私はエレーヌを睨む。するとエレーヌは首を傾げた。
「……何を仰っているのですか、王太子殿下?」
エレーヌは心底わからないという表情で私を見てくる。そんなエレーヌに私は嘲笑するように口角を上げた。
「ふん、白々しいな。お前はルイーザの教科書を破いたり、罵倒したり、周りにバレないよう魔法で突き飛ばしていただろう! 私は知っているんだぞ!」
私が言い終わると同時に周りがどよめき始めた。何せ聖女の末裔と言われる者がそんな酷いことをしているのだから。私はそんな周りの光景を見て目を細めた後、ポケットから一枚の用紙を取り出し、エレーヌに見えるように掲げた。
「それにこれはお前が階段から転げ落ちた時の診断書だ。
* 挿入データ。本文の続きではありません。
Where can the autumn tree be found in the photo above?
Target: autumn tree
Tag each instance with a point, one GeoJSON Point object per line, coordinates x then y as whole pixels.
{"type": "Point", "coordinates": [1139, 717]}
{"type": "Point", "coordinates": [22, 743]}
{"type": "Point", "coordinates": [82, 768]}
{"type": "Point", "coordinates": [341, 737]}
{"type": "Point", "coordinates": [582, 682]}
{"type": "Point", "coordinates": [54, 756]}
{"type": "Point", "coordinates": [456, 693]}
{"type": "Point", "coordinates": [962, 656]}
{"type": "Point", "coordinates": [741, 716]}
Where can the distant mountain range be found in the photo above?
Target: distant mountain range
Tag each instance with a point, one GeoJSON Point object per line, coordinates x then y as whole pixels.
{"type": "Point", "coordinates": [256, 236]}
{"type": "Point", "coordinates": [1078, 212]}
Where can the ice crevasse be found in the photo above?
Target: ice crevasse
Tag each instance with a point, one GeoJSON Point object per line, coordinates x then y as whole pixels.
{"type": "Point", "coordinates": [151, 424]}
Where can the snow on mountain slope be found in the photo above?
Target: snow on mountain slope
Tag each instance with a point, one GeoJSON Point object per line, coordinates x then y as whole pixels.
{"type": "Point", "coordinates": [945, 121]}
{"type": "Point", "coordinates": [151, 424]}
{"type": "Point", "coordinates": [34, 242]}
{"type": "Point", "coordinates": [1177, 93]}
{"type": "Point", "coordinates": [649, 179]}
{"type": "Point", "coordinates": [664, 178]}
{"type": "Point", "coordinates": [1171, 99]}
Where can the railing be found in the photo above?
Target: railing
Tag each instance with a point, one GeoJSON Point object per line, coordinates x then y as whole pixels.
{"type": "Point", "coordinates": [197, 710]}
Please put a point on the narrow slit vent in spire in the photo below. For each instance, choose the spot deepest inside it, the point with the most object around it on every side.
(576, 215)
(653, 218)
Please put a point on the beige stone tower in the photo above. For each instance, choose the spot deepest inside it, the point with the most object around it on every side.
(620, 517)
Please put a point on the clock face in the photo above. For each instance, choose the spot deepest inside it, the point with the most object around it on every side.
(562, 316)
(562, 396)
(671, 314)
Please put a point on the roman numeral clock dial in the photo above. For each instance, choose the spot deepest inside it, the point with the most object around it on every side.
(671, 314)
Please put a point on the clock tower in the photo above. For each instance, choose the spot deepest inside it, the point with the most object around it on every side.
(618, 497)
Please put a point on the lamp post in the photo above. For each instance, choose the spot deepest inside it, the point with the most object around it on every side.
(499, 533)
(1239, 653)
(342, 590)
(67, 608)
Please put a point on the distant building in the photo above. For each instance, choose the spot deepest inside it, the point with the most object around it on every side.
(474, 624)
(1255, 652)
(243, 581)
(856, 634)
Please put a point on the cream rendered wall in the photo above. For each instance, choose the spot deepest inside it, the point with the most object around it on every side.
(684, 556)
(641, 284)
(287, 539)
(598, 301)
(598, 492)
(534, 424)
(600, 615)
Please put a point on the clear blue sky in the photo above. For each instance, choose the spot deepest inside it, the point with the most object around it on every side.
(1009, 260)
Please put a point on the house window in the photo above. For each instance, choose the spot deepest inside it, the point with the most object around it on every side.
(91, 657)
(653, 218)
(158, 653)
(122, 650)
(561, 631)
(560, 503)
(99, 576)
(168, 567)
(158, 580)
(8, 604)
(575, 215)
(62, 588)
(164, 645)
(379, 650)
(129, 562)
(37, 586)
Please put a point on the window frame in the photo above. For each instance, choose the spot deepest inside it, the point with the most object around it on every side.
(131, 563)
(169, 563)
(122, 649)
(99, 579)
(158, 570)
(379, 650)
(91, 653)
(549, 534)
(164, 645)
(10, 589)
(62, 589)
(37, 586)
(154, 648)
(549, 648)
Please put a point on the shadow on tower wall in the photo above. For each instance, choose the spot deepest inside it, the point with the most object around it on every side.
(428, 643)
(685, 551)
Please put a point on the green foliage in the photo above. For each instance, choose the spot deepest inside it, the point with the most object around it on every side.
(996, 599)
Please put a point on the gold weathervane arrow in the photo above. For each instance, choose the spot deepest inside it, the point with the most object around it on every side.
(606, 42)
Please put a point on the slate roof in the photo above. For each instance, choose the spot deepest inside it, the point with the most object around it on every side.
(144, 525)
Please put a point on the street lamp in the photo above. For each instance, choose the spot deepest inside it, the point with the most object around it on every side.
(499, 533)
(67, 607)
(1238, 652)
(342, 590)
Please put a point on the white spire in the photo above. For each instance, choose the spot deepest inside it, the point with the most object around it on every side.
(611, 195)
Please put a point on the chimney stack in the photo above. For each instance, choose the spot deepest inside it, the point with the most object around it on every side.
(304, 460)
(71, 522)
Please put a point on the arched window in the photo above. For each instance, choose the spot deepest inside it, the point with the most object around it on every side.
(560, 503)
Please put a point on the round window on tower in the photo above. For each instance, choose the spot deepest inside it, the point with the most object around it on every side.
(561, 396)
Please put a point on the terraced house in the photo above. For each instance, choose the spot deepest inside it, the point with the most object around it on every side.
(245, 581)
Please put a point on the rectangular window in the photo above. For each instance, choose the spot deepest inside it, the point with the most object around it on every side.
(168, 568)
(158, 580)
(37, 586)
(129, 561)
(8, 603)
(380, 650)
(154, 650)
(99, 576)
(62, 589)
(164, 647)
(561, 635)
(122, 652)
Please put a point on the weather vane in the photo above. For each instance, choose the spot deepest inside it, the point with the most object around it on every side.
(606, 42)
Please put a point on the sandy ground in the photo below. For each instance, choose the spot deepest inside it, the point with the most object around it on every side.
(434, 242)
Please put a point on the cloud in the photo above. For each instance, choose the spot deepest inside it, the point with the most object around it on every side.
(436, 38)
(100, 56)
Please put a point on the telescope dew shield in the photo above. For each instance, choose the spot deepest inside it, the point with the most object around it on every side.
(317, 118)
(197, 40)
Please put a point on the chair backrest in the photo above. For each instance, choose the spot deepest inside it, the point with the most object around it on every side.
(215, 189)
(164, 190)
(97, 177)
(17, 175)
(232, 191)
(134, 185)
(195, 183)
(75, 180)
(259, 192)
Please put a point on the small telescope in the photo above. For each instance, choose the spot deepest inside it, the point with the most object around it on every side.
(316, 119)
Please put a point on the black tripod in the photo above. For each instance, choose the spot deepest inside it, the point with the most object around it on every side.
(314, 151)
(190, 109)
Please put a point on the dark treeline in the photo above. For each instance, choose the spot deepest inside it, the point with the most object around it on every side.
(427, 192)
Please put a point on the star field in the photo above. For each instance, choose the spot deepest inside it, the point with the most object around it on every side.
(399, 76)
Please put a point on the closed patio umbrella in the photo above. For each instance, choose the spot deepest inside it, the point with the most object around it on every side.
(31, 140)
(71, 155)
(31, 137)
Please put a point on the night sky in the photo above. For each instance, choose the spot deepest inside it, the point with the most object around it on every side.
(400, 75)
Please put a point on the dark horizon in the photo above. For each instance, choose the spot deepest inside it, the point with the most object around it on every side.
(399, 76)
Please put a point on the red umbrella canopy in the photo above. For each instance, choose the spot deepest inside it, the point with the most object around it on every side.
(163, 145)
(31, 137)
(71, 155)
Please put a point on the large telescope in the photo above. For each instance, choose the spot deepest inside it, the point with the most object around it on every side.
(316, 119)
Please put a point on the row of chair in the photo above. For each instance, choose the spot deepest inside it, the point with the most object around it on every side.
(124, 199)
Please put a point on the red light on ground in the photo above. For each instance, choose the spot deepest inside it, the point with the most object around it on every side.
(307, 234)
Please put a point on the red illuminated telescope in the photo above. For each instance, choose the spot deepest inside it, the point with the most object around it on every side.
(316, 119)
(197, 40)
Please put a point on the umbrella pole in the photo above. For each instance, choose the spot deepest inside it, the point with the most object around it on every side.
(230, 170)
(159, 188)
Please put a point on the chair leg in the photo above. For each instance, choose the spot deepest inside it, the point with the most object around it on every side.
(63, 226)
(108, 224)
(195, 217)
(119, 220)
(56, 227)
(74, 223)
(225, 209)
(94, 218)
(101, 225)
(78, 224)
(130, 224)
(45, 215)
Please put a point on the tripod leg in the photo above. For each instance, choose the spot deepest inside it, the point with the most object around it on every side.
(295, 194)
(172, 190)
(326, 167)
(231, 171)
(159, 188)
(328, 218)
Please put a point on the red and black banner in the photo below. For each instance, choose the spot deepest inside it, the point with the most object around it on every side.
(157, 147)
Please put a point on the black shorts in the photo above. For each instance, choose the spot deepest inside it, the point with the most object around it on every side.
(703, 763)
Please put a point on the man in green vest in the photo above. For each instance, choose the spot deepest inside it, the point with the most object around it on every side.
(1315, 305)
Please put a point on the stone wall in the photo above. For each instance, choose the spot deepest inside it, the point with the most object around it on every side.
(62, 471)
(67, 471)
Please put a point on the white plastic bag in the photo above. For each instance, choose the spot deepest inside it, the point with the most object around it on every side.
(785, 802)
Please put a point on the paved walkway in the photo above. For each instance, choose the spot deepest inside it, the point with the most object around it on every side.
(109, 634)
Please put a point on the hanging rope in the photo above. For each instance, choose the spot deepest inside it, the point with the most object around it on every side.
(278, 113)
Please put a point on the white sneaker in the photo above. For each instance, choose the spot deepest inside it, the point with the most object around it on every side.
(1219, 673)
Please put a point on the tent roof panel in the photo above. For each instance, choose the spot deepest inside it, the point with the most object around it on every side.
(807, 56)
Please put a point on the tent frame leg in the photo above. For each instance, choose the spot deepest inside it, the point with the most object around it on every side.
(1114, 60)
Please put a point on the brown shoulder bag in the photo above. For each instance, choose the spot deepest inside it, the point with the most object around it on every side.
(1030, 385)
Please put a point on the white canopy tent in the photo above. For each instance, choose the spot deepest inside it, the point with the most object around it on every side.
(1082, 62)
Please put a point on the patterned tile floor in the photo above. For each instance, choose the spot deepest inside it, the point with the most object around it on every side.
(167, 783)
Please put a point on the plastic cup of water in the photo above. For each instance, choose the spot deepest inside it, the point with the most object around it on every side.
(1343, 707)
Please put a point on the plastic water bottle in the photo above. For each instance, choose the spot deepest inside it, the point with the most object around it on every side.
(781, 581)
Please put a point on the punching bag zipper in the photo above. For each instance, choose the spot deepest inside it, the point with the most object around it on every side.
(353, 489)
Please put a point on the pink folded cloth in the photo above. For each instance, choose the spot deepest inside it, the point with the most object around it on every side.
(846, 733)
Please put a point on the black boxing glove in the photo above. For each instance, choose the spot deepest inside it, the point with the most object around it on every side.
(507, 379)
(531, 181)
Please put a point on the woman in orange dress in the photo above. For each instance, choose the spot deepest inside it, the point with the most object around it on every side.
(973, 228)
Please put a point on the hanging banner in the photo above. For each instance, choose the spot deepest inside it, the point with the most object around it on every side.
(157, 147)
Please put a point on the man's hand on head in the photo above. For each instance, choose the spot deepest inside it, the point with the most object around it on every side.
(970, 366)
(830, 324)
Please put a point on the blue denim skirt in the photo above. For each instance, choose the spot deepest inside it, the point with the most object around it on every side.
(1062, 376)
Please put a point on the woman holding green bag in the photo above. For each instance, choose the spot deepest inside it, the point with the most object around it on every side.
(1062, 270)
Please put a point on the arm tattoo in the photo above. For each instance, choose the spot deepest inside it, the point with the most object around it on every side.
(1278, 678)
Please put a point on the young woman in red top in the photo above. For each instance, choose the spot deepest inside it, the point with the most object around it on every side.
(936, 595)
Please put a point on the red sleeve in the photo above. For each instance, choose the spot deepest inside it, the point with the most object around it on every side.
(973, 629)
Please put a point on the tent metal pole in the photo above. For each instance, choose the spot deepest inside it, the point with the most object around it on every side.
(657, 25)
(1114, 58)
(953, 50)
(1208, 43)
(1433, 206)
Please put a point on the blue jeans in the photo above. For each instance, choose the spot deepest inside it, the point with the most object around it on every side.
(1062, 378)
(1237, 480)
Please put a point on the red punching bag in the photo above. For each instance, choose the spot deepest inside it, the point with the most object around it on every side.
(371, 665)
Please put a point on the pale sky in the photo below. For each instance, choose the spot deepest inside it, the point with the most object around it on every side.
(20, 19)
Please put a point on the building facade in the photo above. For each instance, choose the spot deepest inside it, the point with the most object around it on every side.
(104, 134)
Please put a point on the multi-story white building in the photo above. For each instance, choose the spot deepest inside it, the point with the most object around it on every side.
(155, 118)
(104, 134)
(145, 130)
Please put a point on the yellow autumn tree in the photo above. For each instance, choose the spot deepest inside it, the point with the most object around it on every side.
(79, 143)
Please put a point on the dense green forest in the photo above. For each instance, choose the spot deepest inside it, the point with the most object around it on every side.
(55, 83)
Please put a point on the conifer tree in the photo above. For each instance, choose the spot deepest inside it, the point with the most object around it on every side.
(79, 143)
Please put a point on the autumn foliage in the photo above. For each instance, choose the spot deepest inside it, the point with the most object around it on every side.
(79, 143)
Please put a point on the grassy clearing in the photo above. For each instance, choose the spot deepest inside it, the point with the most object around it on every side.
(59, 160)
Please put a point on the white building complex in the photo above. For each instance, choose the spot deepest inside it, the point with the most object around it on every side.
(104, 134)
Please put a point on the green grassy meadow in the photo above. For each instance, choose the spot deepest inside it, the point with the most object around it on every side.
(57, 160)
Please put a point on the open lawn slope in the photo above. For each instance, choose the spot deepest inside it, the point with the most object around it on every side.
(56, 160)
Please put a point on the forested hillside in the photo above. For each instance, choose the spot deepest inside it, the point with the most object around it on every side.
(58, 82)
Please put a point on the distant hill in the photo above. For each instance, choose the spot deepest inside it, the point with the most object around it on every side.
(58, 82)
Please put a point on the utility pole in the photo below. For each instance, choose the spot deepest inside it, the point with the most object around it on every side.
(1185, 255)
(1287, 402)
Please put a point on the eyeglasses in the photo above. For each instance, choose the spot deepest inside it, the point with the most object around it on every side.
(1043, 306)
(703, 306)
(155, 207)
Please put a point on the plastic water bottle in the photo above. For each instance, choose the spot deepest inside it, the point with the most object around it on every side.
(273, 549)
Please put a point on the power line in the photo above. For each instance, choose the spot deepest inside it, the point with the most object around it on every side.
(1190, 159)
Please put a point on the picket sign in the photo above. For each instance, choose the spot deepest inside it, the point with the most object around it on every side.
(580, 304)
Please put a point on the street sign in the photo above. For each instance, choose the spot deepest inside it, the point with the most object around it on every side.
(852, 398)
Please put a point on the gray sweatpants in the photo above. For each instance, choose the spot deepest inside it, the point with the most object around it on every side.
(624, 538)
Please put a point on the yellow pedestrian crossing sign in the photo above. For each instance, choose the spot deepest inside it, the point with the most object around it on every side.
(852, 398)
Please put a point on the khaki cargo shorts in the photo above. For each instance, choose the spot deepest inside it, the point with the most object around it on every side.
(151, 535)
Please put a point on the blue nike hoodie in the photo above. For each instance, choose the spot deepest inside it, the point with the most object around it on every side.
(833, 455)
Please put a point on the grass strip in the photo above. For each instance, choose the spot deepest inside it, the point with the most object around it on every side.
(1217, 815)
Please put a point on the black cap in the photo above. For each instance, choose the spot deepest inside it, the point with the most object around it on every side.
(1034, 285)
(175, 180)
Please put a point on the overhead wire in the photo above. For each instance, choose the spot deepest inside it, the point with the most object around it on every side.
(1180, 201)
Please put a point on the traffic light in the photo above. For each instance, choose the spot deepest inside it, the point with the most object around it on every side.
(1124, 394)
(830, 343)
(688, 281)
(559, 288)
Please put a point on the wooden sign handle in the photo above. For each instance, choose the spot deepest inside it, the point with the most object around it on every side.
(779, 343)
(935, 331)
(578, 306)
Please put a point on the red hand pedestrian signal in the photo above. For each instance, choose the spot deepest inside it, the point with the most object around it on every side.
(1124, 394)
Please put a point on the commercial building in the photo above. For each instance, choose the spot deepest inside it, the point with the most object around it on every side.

頭は打ったが記憶喪失なんてどこにも書いていない。いったいどういう事だ?」
そう言って睨むとエレーヌは片眉を上げ、後ろを振り向く。そこには車椅子に乗って俯いているアーサー・ミルフォード侯爵とマリアン・ミルフォード侯爵夫人が立っていた。
「どういうことですか、お母様?」
エレーヌはミルフォード侯爵夫人を睨む。するとミルフォード侯爵夫人は苦笑しながら口を開いた。
「きっと偽造されたのでしょうね。宰相もお人が悪い。まあ、正直どっちでもいいじゃない。そうでしょう、エレーヌ?」
そう言ってミルフォード侯爵夫人は微笑むとエレーヌは溜め息を吐いた。
「……仕方ありませんね。本当は卒業パーティーまでとっておきたかったのに……」
エレーヌは残念そうな表情を浮かべると私の方に向く。そんなエレーヌに私は怒りを向けながら言った。
「さっきから、私の質問に答えずわけのわからないことを! もういい、エレーヌ・ミルフォード! お前の卑劣な行動と王家への嘘は決して許されない! よって、お前との婚約は破棄とし、私の隣にいるルイーザ・スミノルフ男爵令嬢と婚約者とする!」
私はそう言って振り返るとルイーザに微笑んだ。しかし、ルイーザは何故か驚いた顔で私から後ずさってしまったのだ。